«Wir könnten frei drauflosfahren»

Interview mit dem Tages-Anzeiger vom 30. November 2000

Christoph Blocher droht mit stärkerer Opposition, falls das Parlament Samuel Schmid in den Bundesrat wählen sollte

Mit Christoph Blocher sprachen Markus Somm und Iwan Städler

Herr Blocher, die SVP hat für die Nachfolge von Adolf Ogi zwei Kandidaten nominiert, die nicht im Parlament sitzen. Fehlt es an guten Leuten in der Fraktion?

Christoph Blocher: Nein. Ich finde es ohnehin nicht gut, wenn die Bundesräte einzig aus dem Parlament rekrutiert werden. Dieses klüngelhafte Denken stört mich. Jeder hat den Marschallstab im Tornister. Sowohl Bundesrat Brugger als auch Frau Metzler waren wie Rita Fuhrer und Roland Eberle Regierungsräte, als sie gewählt wurden. Auch Bundesrat Schaffner war kein Parlamentarier, hat sich aber bestens bewährt.

Ruth Dreifuss ist ebenfalls Quereinsteigerin. Bewährt Sie sich auch?

Blocher: Sie macht ihre Arbeit sicher sehr gut – aus Sicht der SP.

Die Freisinnigen halten die Nomination von zwei Quereinsteigern für ein « Armutszeugnis ».

Blocher: Die müssen ja etwas sagen – nachdem sie zuvor erklärt haben, bei allen vier handle es sich um hervorragende Kandidaten. Behandelt man so zwei tüchtige Regierungsräte?
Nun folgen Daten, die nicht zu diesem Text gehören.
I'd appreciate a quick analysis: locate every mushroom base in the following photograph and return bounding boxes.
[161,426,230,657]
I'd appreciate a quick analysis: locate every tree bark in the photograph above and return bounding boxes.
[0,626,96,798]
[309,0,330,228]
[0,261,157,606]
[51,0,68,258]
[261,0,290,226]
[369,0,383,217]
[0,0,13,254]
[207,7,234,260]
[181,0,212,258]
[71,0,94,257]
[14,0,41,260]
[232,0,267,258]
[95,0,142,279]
Haben Sie denn selbst in Ihrer grossen Zürcher Parlaments-Deputation keine geeigneten Kandidaten?

Blocher: Selbstverständlich haben wir das. Die haben aber nicht seit Jahren nur das Ziel einer Wahl in den Bundesrat vor Augen, wie das bei Samuel Schmid der Fall ist. Zudem haben wir uns schon lange auf Rita Fuhrer festgelegt.

Was spricht gegen Samuel Schmid und Christoffel Brändli?

Blocher: Was Leistungsausweis, Vertrauen in der Bevölkerung und Regierungs-Erfahrung anbelangt, sind Frau Fuhrer und Herr Eberle überlegen.

Schmid war immerhin Fraktionschef.

Blocher: Ich will das Amt des Fraktionspräsidenten nicht abwerten. Doch es ist etwas anderes, als Regierungsrätin in einem grossen Kanton Verantwortung zu tragen. Fraktionschef allein genügt nicht.

Dennoch hat die Nomination der SVP die übrigen Parteien kaum beeindruckt. Man fühle sich nicht gebunden, heisst es. Stört Sie das?

Blocher: Ich habe nichts anderes erwartet. Die wären nur zufrieden gewesen, wenn wir keinen uns genehmen Bundesratskandidaten nominiert hätten.

Befürchten Sie, dass die SVP aus dem Bundesrat hinausgeworfen wird, wie die SP das plant?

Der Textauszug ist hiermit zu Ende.